Containers are not only boosting app development processes, they’re also making them more secure.
Just a year ago, containers were still the new kids on the block. What made them so exciting to companies as a new architecture for running core business applications? Instead of virtualizing an entire operating system using gigabytes of data to manage apps, a container could isolate a single app using only a few megabytes of data.
Today, 76 percent of IT leaders surveyed by International Data Corp. (IDC) report widespread adoption of containers in mission-critical applications. And, increasingly, developers are building new apps to be containerized from the outset, and even rebuilding legacy apps for containerization, says Doug Cahill, group director and senior analyst at Enterprise Strategy Group.
But IT leaders are also embracing containers for another less obvious reason—security. More than one in three tech leaders that IDC surveyed say that containers are not only boosting app development processes, they’re also, when used correctly, making them more secure.
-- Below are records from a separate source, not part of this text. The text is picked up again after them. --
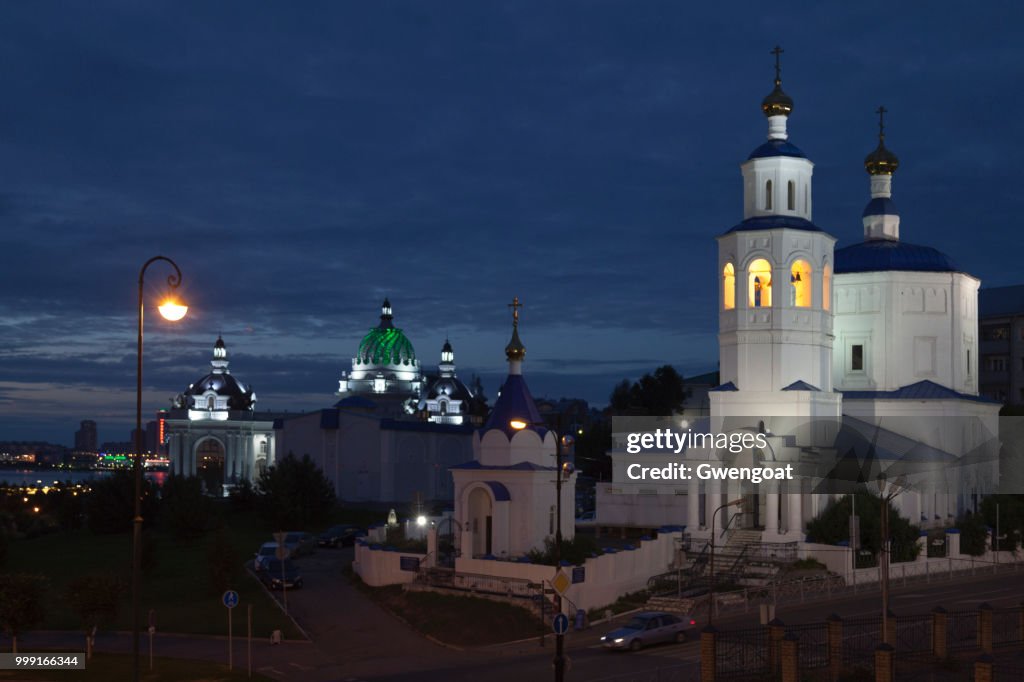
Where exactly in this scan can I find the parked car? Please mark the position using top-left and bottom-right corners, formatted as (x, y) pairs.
(253, 543), (286, 571)
(285, 530), (316, 559)
(260, 559), (302, 590)
(316, 524), (359, 547)
(601, 611), (697, 651)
Security Center Takes the Stage
The key to a container’s security benefit is simple: isolation.
“Thanks to isolation, containers can provide greater security than running your application as straight-up processes,” says Sebastien Goasguen, co-founder of serverless startup Triggermesh and author of Docker Cookbook.
That’s because one Linux kernel feature that’s core to creating containers—Linux namespaces—allows users to create separate execution environments, restricting what applications can and can’t do inside a system.
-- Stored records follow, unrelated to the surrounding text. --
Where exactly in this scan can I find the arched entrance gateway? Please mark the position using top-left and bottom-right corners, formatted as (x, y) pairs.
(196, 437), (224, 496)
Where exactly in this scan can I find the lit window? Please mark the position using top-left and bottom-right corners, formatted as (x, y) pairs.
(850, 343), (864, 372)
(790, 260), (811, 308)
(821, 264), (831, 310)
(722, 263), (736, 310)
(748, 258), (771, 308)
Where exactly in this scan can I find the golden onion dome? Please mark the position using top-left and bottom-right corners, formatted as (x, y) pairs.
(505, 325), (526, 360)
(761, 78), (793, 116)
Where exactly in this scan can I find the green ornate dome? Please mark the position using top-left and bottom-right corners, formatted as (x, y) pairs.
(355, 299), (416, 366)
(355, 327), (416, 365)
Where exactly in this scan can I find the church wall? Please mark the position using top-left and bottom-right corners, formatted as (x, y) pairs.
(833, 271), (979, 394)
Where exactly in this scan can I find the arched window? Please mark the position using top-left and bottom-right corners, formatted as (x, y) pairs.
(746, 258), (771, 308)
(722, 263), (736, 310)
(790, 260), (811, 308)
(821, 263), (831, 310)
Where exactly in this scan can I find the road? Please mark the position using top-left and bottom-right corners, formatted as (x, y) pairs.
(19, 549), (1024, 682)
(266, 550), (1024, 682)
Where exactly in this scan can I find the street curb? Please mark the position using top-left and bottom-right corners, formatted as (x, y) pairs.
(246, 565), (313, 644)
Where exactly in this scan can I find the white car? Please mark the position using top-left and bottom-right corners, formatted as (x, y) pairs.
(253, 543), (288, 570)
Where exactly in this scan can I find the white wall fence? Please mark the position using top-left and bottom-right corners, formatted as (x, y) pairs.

“You can give processes different network stacks, or you can give them different process namespaces,” says Goasguen. Isolation keeps any potential risks or vulnerabilities quarantined within individual containers, making them easier to identify and eliminate when necessary.
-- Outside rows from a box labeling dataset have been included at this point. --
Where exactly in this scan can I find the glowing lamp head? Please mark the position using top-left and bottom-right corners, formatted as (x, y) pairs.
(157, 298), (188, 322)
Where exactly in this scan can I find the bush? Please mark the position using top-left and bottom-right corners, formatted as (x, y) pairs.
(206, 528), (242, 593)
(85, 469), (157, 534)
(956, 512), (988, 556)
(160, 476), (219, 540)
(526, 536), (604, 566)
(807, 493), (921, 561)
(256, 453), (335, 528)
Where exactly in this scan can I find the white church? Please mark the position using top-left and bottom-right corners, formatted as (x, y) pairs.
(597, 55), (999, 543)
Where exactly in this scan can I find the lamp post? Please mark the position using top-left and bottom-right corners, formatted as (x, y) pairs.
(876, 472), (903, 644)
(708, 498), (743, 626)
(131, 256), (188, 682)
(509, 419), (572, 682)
But better security isn’t a given. It’s possible to break that secure isolation if you’re not careful, Goasguen warns. Containers running on the same host machine share the same kernel, so processes may be less isolated if namespaces are shared with the host.
As with any other technology, security risks in container environments must be understood and managed. Limiting access to the container presents the biggest challenge, says Goasguen. If you’re running a container environment without strict user privileges, for example, you may compromise its trustworthiness.
“You absolutely need to keep following your security best practices, such as the principle of least privilege,” he says. When in doubt, use the role-based access control (RBAC) protocol for fine configuration of who can do what with container images, he recommends.
Containers + Cloud: A Recipe for Better Security
Containers’ newfound status as drivers of increased cybersecurity is recent and somewhat unexpected. Just last year, ESG surveyed IT professionals about the rapid adoption of containers, and respondents cited major cybersecurity concerns about containers. Their top worry? The workload security solutions they relied on didn’t support the same functionality for containers. That meant they would have to create a separate container security configuration—a costly and complex process.
But that concern is fading, says Cahill. While no single solution covers all aspects of security across the data center, cloud, and containers, major security vendors are increasingly updating their solutions to be infrastructure and server agnostic.
“In addition to ‘cloudifying’ their offerings to be purposeful for cloud infrastructure environments, vendors are also adding more depth of functionality and breadth of coverage inclusive of container environments,” says Cahill.
Ultimately, enterprises are eager for the flexibility and convenience that containers offer for their applications. They are also coming to recognize and appreciate the inherent security capabilities offered by container isolation, and will welcome the strides that are being made to take container security to even higher levels. The appeal of containers, says Goasguen, is in the “convenience of usage,” but it’s their inherently dynamic and isolated structure that’s “forcing development to be more secure.”